Anger erupted last week during a meeting of the Hawaii Public Utilities Commission and Hawaiian Electric Co. (HECO) over mounting delays and the lack of contingency plans around the planned closure of Oahu’s only coal-fired plant.
Shutdown of the AES Hawaii Power Plant in September 2022 could leave Oahu’s grid with a 180-MW deficit. Renewable energy projects spearheaded by HECO are slated to come online within the next few years, but the timing of those projects coincides closely with the plant’s shutdown, leaving the PUC worried about potential for large energy shortfalls in the event of delays.
Several renewable projects have been delayed almost a year, eroding confidence in HECO’s ability to deliver. The utility’s update to the PUC on Tuesday met with sharp disapproval from Commissioner Jennifer Potter, who accused the company of blaming others for delays and having no adequate plan to make up the lost energy production.
“You’re failing across the board every single year,” Potter said. “There are problems with the planning that’s happening at this utility.”
Potter argued that HECO’s timeline was problematic from its inception and said it was “disturbing” that the company had stated that the “Stage 1” renewable projects in a request for proposals were never originally intended to replace the AES plant.
HECO Senior Vice President of Planning and Technology Colton Ching responded that the RFP was never intended to fully replace the AES output but had been co-opted for that purpose because of the alignment of timelines.
“The idea of renewables paired with storage wasn’t the intent, from the RFP standpoint, to then use that capacity to replace AES,” Ching said. “It was to see … whether it created a better value for our customers. At the end of the evaluation, we determined although those projects with storage were more expensive in the [power purchase agreement], they provided more value and were a better choice.”
Potter was unconvinced: “What was your plan to replace AES, if not these projects? Here we are now, and we don’t have these projects on deck.”
She noted that HECO expects to have only one new project in service prior to the retirement “thanks to research from” the Hawaii Natural Energy Institute: the 12.5-MW AES Solar West Oahu project.
“And it sounds like that might get us over just a little hump,” she said. “But what happened? … And what are you going to do about this when it’s your responsibility at the end of the day?”
‘From Cigarettes to Crack’
“I am equally disturbed and uncomfortable,” PUC Chair James Griffin told Ching. Pointing out that the AES plant is the largest single source of energy output on Oahu, he asked, “Where’s the rest of that energy going to come from?”

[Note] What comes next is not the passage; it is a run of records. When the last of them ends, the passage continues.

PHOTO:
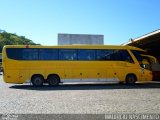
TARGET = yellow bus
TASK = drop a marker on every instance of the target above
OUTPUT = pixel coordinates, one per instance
(74, 63)
(0, 62)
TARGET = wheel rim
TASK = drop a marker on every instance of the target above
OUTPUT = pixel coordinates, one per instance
(53, 81)
(130, 80)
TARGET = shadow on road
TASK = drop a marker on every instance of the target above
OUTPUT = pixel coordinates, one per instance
(88, 86)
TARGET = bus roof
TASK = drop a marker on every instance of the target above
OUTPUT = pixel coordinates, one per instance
(76, 46)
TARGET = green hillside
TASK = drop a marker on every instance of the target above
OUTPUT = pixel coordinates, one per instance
(13, 39)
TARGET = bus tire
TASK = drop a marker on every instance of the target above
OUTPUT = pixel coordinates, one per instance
(131, 79)
(53, 80)
(37, 80)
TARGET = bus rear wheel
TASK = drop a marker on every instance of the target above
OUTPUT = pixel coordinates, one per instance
(53, 80)
(131, 79)
(37, 80)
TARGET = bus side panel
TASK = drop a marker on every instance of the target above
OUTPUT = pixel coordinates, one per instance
(12, 76)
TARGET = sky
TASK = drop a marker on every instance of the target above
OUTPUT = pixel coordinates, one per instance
(117, 20)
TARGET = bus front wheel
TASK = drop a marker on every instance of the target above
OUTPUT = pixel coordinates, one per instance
(53, 80)
(37, 80)
(131, 79)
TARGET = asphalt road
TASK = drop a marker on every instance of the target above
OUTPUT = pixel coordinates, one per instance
(79, 99)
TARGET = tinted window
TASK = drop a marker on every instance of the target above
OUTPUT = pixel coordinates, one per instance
(22, 54)
(67, 54)
(86, 54)
(14, 53)
(137, 54)
(30, 54)
(104, 54)
(48, 54)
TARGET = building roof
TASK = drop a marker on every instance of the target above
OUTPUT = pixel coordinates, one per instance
(147, 41)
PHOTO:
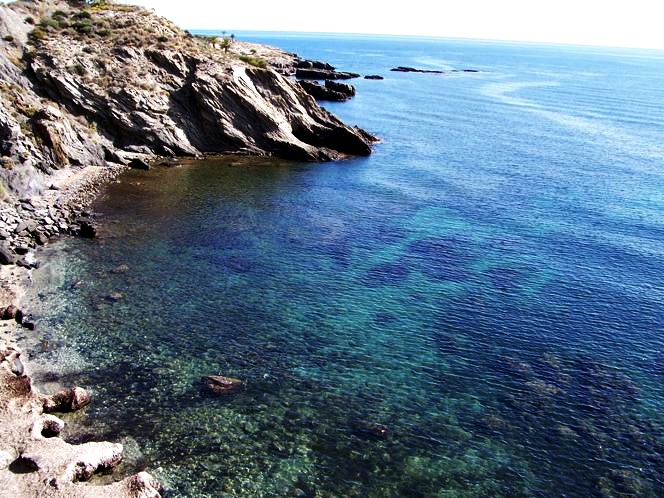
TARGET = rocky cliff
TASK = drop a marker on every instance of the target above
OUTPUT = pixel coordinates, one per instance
(90, 85)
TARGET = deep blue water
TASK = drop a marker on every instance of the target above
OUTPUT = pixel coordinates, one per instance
(487, 285)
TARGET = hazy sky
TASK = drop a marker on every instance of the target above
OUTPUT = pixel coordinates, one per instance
(625, 23)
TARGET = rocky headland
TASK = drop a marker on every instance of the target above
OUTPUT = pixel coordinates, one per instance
(90, 88)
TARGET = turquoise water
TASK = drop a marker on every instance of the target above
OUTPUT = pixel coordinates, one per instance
(487, 286)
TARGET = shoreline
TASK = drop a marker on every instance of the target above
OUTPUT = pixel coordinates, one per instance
(33, 460)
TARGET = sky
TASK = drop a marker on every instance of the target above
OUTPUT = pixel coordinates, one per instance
(617, 23)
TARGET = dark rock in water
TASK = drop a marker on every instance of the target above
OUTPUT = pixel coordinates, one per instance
(219, 384)
(319, 92)
(87, 230)
(324, 74)
(11, 312)
(372, 430)
(121, 269)
(17, 367)
(405, 69)
(306, 64)
(277, 448)
(41, 239)
(343, 88)
(7, 256)
(67, 400)
(138, 163)
(114, 297)
(333, 91)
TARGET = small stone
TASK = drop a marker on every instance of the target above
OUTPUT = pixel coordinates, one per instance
(17, 367)
(67, 400)
(114, 297)
(139, 164)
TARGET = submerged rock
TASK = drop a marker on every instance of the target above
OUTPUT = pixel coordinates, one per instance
(88, 230)
(219, 384)
(406, 69)
(67, 400)
(372, 430)
(7, 256)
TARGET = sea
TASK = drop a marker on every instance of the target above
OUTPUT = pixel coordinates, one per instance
(474, 310)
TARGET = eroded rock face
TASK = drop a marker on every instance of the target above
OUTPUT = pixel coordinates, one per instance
(70, 97)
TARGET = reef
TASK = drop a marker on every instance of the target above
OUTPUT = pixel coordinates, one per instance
(86, 90)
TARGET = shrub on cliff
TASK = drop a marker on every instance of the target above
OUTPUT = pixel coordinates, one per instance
(254, 61)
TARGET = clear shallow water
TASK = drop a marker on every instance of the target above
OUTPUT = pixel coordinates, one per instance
(487, 285)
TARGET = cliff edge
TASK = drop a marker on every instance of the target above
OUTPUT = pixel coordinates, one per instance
(89, 85)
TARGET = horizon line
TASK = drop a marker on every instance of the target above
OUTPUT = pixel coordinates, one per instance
(436, 37)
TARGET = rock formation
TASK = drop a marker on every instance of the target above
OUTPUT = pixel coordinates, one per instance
(34, 461)
(89, 86)
(331, 90)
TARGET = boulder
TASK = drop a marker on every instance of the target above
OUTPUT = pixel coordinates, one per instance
(7, 256)
(328, 92)
(67, 400)
(219, 384)
(372, 430)
(138, 163)
(88, 230)
(324, 74)
(406, 69)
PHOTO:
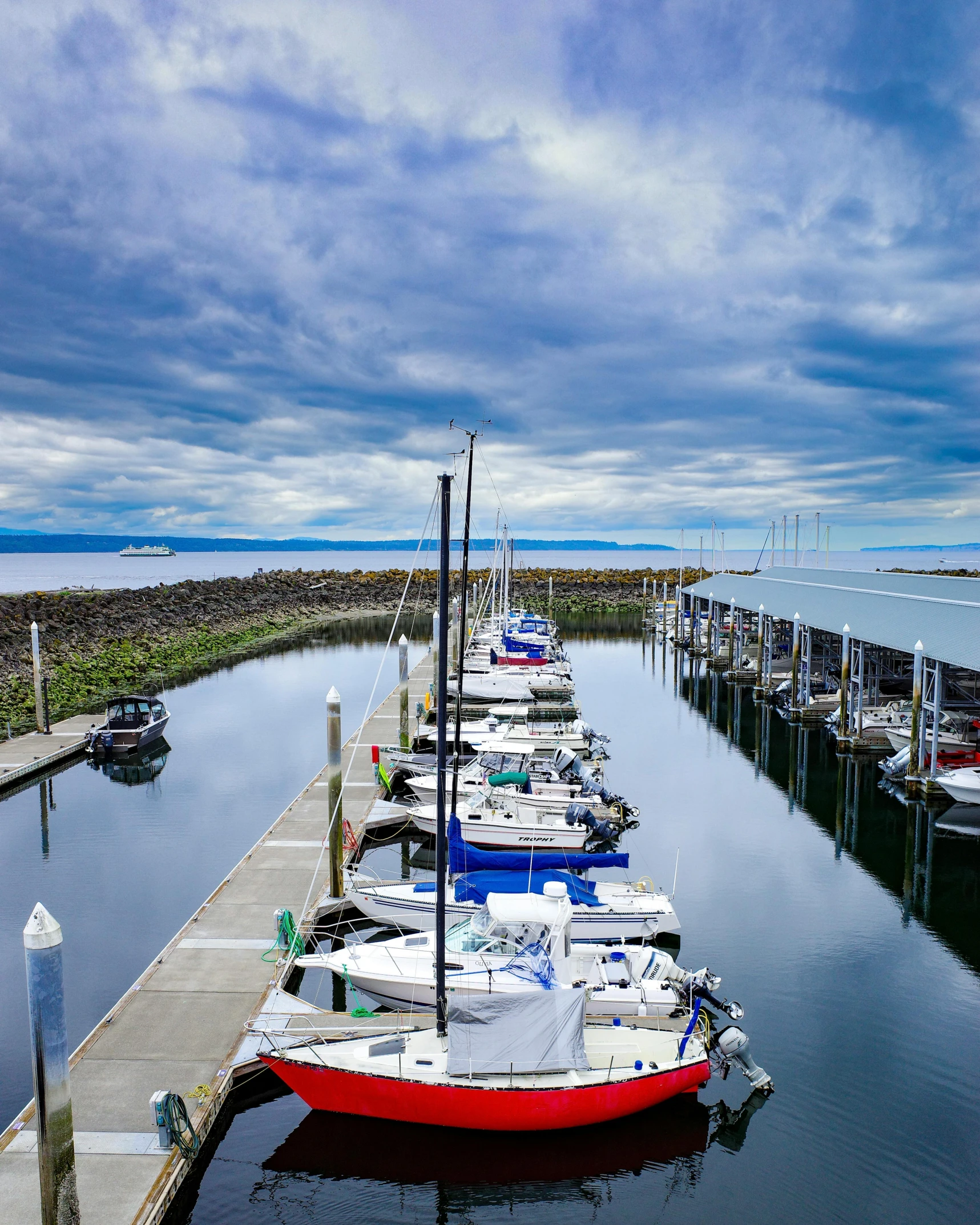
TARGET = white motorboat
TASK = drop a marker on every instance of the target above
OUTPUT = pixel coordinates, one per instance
(622, 909)
(962, 784)
(515, 942)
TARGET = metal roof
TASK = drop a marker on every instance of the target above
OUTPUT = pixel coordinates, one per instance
(884, 608)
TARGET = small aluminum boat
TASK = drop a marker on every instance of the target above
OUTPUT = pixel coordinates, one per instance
(131, 723)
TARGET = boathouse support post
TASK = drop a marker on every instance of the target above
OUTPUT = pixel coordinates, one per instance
(732, 635)
(917, 711)
(936, 711)
(334, 799)
(404, 692)
(435, 659)
(38, 695)
(49, 1049)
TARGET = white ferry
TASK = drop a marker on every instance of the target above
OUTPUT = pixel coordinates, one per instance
(148, 550)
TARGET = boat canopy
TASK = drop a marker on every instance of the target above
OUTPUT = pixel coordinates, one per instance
(465, 858)
(475, 886)
(516, 1032)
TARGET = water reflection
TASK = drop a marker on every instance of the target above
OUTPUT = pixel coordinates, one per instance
(135, 769)
(927, 855)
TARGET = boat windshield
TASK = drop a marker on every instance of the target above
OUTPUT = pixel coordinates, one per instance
(481, 935)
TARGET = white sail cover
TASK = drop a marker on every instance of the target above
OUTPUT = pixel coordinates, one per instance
(495, 686)
(517, 1030)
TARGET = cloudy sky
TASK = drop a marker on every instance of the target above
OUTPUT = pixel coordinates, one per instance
(693, 260)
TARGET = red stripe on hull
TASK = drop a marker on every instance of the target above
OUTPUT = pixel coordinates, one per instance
(490, 1110)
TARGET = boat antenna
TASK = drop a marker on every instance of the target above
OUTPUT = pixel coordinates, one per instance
(445, 483)
(461, 647)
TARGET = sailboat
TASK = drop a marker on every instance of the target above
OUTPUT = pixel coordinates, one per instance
(515, 1061)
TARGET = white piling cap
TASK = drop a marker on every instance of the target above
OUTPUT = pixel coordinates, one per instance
(42, 930)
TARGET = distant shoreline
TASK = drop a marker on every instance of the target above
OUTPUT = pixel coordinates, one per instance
(82, 543)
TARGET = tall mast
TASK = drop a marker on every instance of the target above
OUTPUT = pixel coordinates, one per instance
(462, 651)
(444, 643)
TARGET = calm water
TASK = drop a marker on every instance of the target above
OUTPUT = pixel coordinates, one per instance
(124, 867)
(848, 929)
(41, 571)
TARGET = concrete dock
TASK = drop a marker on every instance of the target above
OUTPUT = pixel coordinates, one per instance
(37, 752)
(188, 1022)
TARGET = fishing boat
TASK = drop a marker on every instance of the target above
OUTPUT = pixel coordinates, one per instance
(516, 940)
(131, 723)
(963, 784)
(147, 550)
(619, 910)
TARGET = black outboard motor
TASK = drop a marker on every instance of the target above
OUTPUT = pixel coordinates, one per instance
(579, 814)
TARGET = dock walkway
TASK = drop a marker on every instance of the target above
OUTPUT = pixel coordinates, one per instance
(36, 752)
(185, 1022)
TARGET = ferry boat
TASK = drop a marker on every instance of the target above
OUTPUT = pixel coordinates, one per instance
(147, 550)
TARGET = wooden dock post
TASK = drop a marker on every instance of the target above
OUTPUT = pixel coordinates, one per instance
(49, 1042)
(912, 771)
(435, 658)
(334, 800)
(732, 635)
(38, 694)
(404, 692)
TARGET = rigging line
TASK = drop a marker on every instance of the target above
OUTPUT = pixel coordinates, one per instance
(361, 729)
(763, 550)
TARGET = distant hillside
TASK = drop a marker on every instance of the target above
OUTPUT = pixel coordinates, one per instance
(919, 548)
(41, 542)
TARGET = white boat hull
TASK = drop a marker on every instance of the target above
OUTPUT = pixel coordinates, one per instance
(634, 916)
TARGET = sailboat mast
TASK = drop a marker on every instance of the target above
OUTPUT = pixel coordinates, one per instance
(444, 644)
(462, 651)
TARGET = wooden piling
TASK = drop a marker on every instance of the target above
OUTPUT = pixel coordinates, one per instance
(404, 740)
(38, 694)
(917, 711)
(334, 799)
(49, 1043)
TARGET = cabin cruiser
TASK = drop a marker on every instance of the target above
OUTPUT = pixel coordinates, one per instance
(615, 910)
(131, 723)
(515, 941)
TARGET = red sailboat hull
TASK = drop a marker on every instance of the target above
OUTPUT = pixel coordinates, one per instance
(481, 1108)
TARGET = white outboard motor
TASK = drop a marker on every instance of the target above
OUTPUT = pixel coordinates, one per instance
(733, 1044)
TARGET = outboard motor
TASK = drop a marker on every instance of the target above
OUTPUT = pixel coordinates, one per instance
(733, 1046)
(579, 814)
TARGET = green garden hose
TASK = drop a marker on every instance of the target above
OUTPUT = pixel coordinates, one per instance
(182, 1129)
(287, 941)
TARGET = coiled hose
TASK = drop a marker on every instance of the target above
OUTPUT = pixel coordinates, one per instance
(288, 940)
(182, 1129)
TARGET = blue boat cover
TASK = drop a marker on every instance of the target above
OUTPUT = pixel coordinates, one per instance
(465, 858)
(474, 886)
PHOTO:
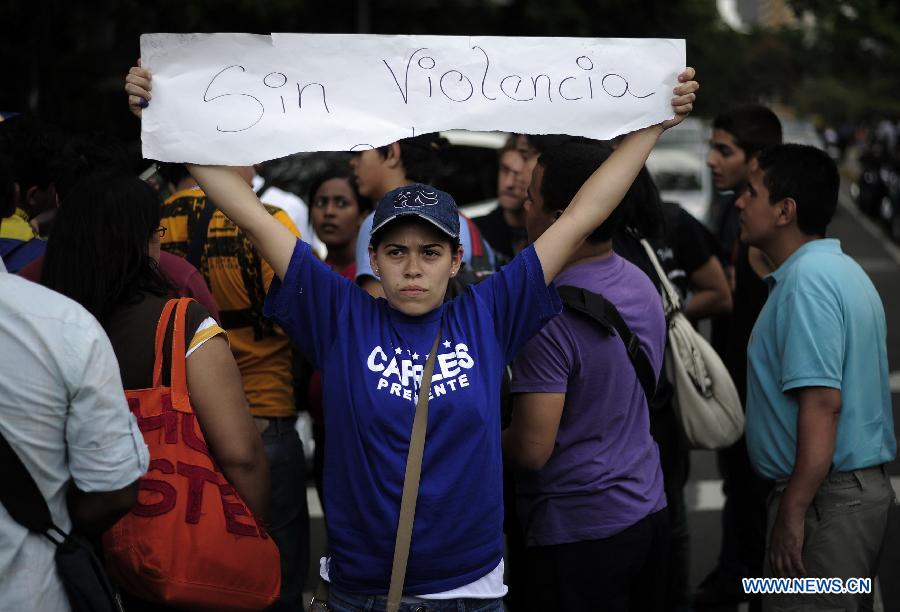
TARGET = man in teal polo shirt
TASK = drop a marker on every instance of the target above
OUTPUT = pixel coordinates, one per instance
(819, 417)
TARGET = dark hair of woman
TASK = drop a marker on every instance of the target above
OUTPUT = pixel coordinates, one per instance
(421, 156)
(340, 171)
(643, 207)
(98, 251)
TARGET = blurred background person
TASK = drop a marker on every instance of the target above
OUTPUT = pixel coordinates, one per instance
(338, 211)
(504, 226)
(103, 254)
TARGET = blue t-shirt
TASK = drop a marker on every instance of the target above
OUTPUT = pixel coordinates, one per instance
(364, 265)
(371, 358)
(822, 326)
(604, 474)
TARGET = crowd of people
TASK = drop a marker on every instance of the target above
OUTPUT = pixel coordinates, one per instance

Ching explained that the West Oahu solar project and proposed 185-MW Kapolei Energy Storage project should provide enough energy for demand.
Griffin was skeptical: “What is going to be charging that? There’s no new energy generation sources, so where’s the energy going to come from?”
Ching responded that HECO’s contingency plan is to intermittently rely on oil-fired generation for the “early months and early years” of high energy use.
“Your plan, to me, amounts to a shift from one fossil fuel to another,” Griffin said. “We’re going from cigarettes to crack. We’re going from coal to oil.”
Ching said the incremental approach is necessary because the complexity of integrating new technology into the grid requires extensive testing, meaning that delays and continued reliance on fossil fuels would be expected. He also contended that the delays stem in part from developers’ changing plans.
Griffin disagreed. “You point the finger to all these other entities for all these delays, but what I see is every single project and program that runs through the department is stuck in the slow lane — every single one.” Turning to the issue of grid reliability, he asked, “Are we going to be OK?”
“With the projects that are approved to date, our reserves going into the fall of 2022 when the AES goes away are going to be very tight,” Ching said. “What we are asking for is an approval of all of the projects that we put forward to the commission, including the Kapolei Energy Storage Project, which will come in before the AES [shutdown], and with those resources, we will be OK.”
“So your answer is we will be OK, if we approve the most expensive project [in the RFP] that is an oil-fired peaking unit?” Griffin said.
He said that construction of a new oil-fired plant would increase Hawaii’s reliance on the global oil market, potentially driving up electricity costs for consumers. It also contradicts the state’s goals of switching to renewables for resiliency and reducing GHGs. “We have to look at resources that don’t take us off the path we want to be on.”
Ching and the commissioners agreed it was in the state’s best interest to accelerate the RFP projects but that accelerated completion dates were hard to identify. Ching said that the newness of the technology integration makes it difficult to pin down what can and cannot be accelerated.
Griffin ended the meeting with a declaration: “My baseline is, we’re moving off of fossil fuels, we’re not going to oil, we’re going to do it in a safe way, a cost-effective way, and it’s not a huge debate.”